Такая биография позволила газете «День» в 1865 г. сделать вывод о том, что Ломоносов «является чистым, без посторонней примеси, представителем духовной стихии Русского народа. До 16-летнего возраста его воспитателем была Русская северная природа, русский крестьянский быт и церковно-славянские духовные книги, а затем Славяно-греко-латинская академия».

У Ломоносова была сестра Марья, значительно младше его. Она оставила любопытные воспоминания о бытовых привычках Ломоносова, приводимые ниже. В 1804 г. в «Вестнике Европы» была публикация о том, что губернатор Архангельской губернии Н. И. Ахвердов ходатайствовал о привилегиях семье сестры Ломоносова.

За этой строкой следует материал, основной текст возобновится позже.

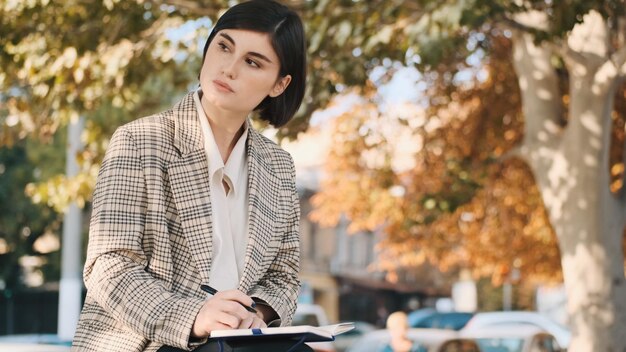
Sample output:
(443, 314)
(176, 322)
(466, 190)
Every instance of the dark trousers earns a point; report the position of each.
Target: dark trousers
(248, 345)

Император Павел I «в уважение памяти и полезных познаний знаменитого Санктпетербургской Академии Наук Профессора, Статского Советника Ломоносова» повелел «сестры его Головиной сына, Архангельской губернии крестьянина Петра с детьми и с потомством их, исключа из подушного оклада, освободить от рекрутского набора». Это были существенные привилегии для крестьян, самого бесправного сословия России. Подушный оклад – это налог, который, независимо от возраста, должны были в царской России платить вольные люди, причем только мужчины. Освобождение от рекрутского набора для крестьянских сыновей было также важной льготой.

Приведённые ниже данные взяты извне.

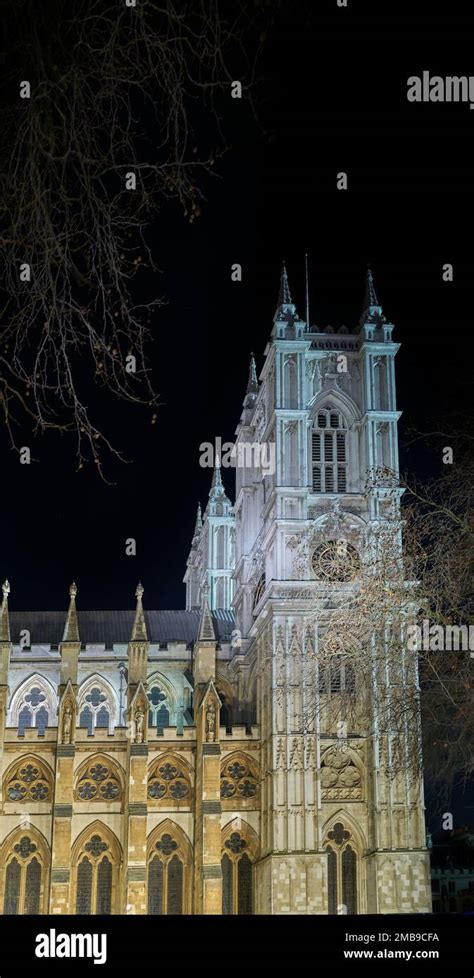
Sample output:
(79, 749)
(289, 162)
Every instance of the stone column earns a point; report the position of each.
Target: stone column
(207, 817)
(136, 807)
(63, 804)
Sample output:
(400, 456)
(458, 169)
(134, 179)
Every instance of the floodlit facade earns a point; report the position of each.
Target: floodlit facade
(163, 762)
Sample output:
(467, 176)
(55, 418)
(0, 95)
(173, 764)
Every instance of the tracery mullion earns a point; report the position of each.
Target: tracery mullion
(165, 884)
(21, 897)
(235, 886)
(95, 876)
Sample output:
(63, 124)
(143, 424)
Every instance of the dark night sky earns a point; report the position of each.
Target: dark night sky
(332, 98)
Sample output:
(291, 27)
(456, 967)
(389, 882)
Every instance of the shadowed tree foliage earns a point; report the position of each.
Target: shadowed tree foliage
(119, 94)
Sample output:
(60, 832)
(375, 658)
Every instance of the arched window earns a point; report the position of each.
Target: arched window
(168, 871)
(28, 781)
(24, 875)
(238, 854)
(259, 589)
(329, 452)
(342, 871)
(34, 704)
(158, 714)
(96, 873)
(96, 705)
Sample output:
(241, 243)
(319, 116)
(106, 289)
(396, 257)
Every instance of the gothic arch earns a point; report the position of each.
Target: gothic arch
(339, 400)
(24, 872)
(28, 779)
(344, 843)
(163, 706)
(239, 851)
(239, 780)
(99, 779)
(96, 859)
(34, 703)
(170, 781)
(92, 707)
(169, 870)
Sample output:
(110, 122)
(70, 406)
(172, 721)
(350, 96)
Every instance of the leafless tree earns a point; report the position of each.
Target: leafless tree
(116, 91)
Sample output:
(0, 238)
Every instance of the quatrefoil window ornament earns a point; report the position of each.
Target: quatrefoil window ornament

В 1724 году Василий Дорофеевич женился в третий раз. Вторая мачеха не была «расположена» к подростку. Как писал сам Ломоносов: «имеючи отца хотя по натуре доброго человека, однако в крайнем невежестве воспитанного, и злую, завистливую мачеху, которая всячески старалась произвести гнев в отце моем, представляя, что я всегда сижу по-пустому за книгами: для того многократно я принужден был читать и учиться, чему возможно было, в уединенных и пустых местах и терпеть стужу и голод».

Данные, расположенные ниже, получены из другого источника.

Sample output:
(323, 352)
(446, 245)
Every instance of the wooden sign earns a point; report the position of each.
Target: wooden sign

Академик М. П. Погодин так рассказал о Ломоносове на праздновании столетия Московского университета в 1855 г.: «Кому могло впасть на ум, кто мог когда-нибудь вообразить, чтоб продолжать дело Петрово в области самой высокой, преобразовать родной язык и посадить европейскую науку на русской почве, предоставлено было судьбою простому крестьянину, который родился в курной избе, там, далеко, в стране снегов и метелей, у края обитаемой земли, на берегах Белого моря; который до семнадцатилетнего возраста занимался постоянно одною рыбною ловлею, увлекся на несколько времени в недра злейшего раскола и был почти сговорен уже с невестою из соседней деревни!..» Конечно, М. П. Погодин несколько преувеличил тяготы «курной избы». Курных изб на самом деле у поморов не было. Ломоносову была уготована зажиточная, хотя и нелегкая, но неголодная и независимая от барина жизнь рыбака, мореплавателя, ремесленника или торговца. Однако он сам выбрал свою судьбу, не следуя тому, что предназначено было ему от рожденья. И еще хотелось бы отметить, что информации о возможном пути в науку при этом выборе у Ломоносова не было. Да и сама судьба Ломоносова в России того времени была уникальна. Он проложил этот путь для других, выбрав его сначала для себя и сильно рискуя.